Beyond nostalgia, don’t we find in practices of remembrance in the queer archive communist practices of interdependence and relationality, and yet-unknown relational modes on the other side of bourgeois subjectivity and biopower subjection? Not in the queer archive’s celebratory moments that paved the way to the consumerist gay and lesbian lifestyles as the epitome of gay liberation’s failure, but in the interstices of histories and ideas, in fanciful imaginations and in the cracks of intimate queer life . . .

This flag marks remembrance for Peter and his life practices, struggles, friendships, and loves, for his occupation of an outsider position and experimentation with how to live. Engaging the charged void of non-reproduction, the barren, pleasure and intimacy, a place stripped of illusion. And perhaps, if we take the risk to make it so, a place that offers the possibility of living and dying on our own terms.
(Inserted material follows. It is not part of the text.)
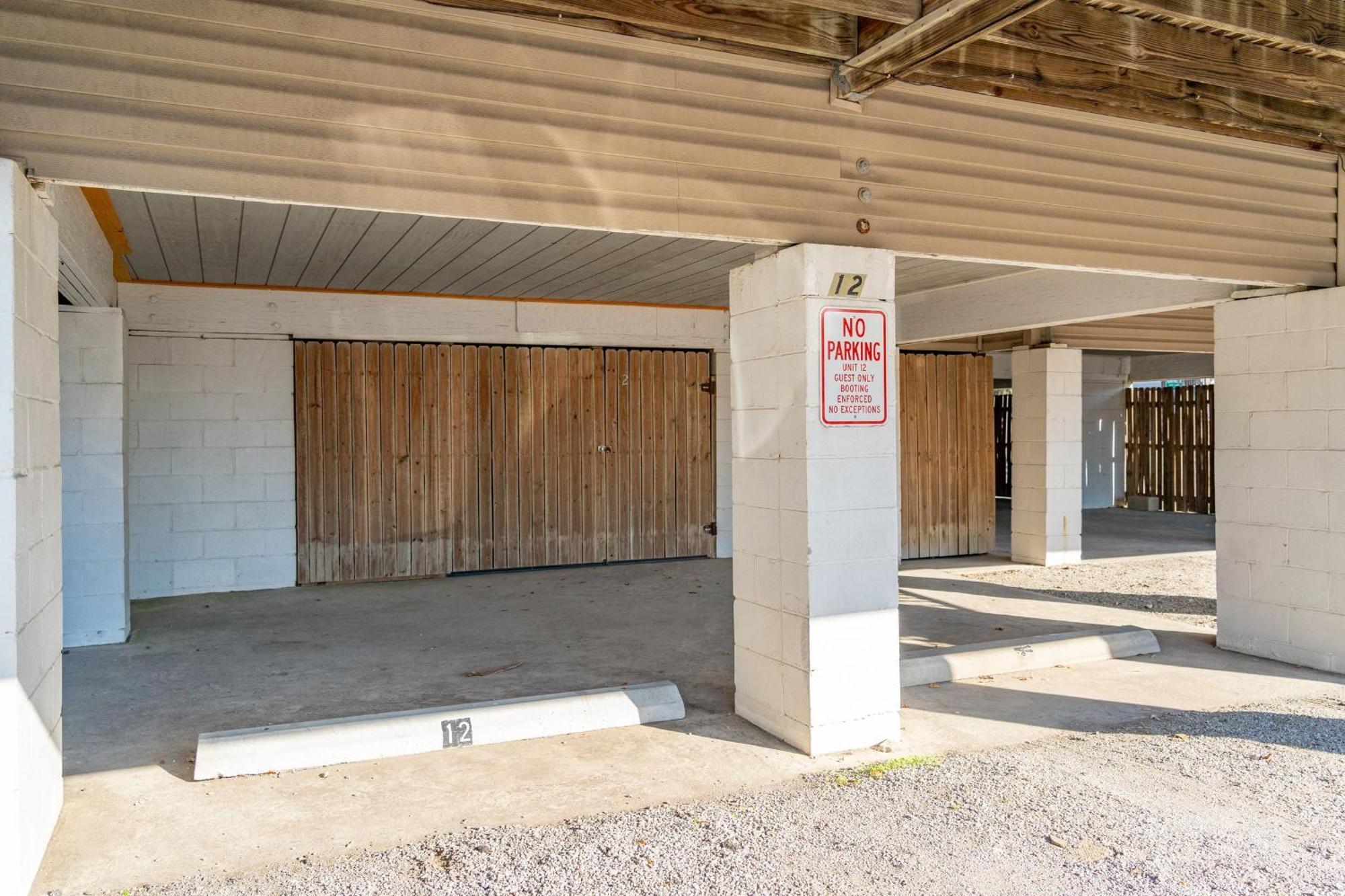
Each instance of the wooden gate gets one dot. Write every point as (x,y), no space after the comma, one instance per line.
(948,455)
(1171,446)
(428,459)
“They go far back in our lost distance where what we never had stands waiting.”
— Djuna Barnes, Nightwood (1936)


  1. Huw Lemmey and Ben Miller, Bad Gays: A Homosexual History (London: Verso, 2022).
  2. Lewis R. Gordon, “Thinking Art in a De-colonial Way,” e-flux conversations, June 2019,
  3. Alison and Peter Smithson, The Charged Void: Architecture (New York: Monacelli, 2001).
  4. David Wojnarowicz, Close to the Knives: A Memoir of Disintegration (New York: Open Road Media, 2014).
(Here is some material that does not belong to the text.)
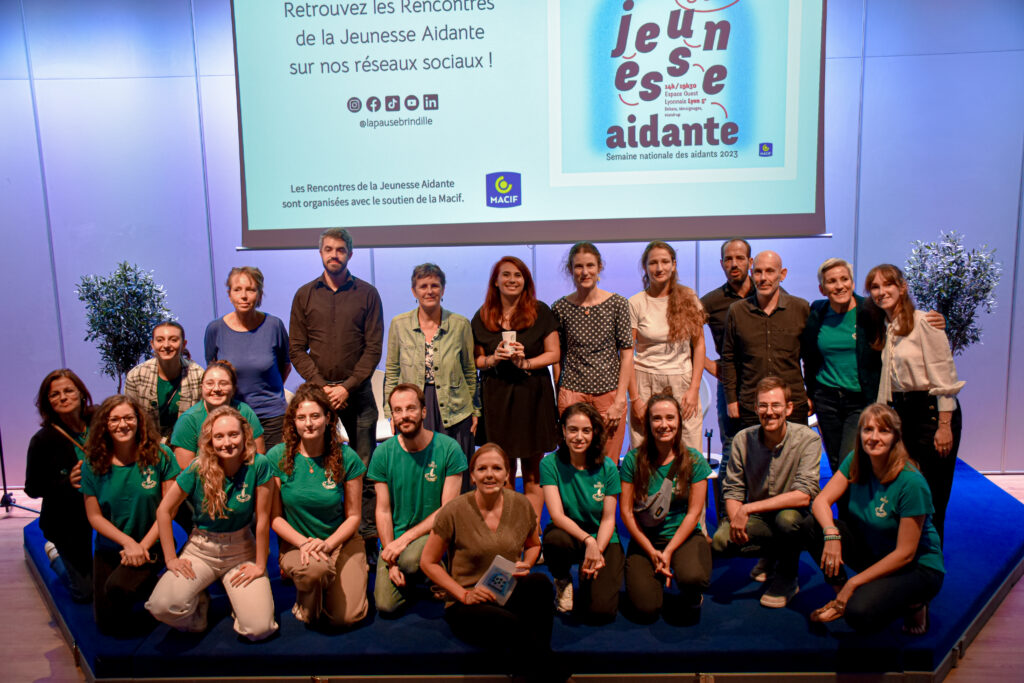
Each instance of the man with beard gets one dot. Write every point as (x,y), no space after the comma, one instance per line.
(415,473)
(335,338)
(771,480)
Lyónn Wolf (formerly Emma Wolf-Haugh) makes work shaped by economic necessity, engaging forms of recycling, thrift, and ephemera that result in soft modularity, wild archiving, and performative intervention, posing questions about value, accumulation, and authorship. They see a cultural centering of thrift as part of a tradition of queer working-class vernacular and ethics, promiscuous and adept at working within limitations. Their pedagogical and publishing work posits the imagination as a political tool with radical potential that can exist and erupt anywhere and at any time. Their work is often collaborative, generating forms of temporary collectivity, intent on the erotic and energetic capacity of brief encounter.

Tyan Fritschy is a theorist and writer currently writing a dissertation on sexuality and property at the Academy of Fine Arts Vienna. In their philosophical practice they engage with political philosophy, queer theory, and decolonial theory and seek to expand the aesthetics of theoretical writing. They pursue a variety of political and bodily practices and are newly dedicated to the art of mushroom growing. They live and work in Vienna.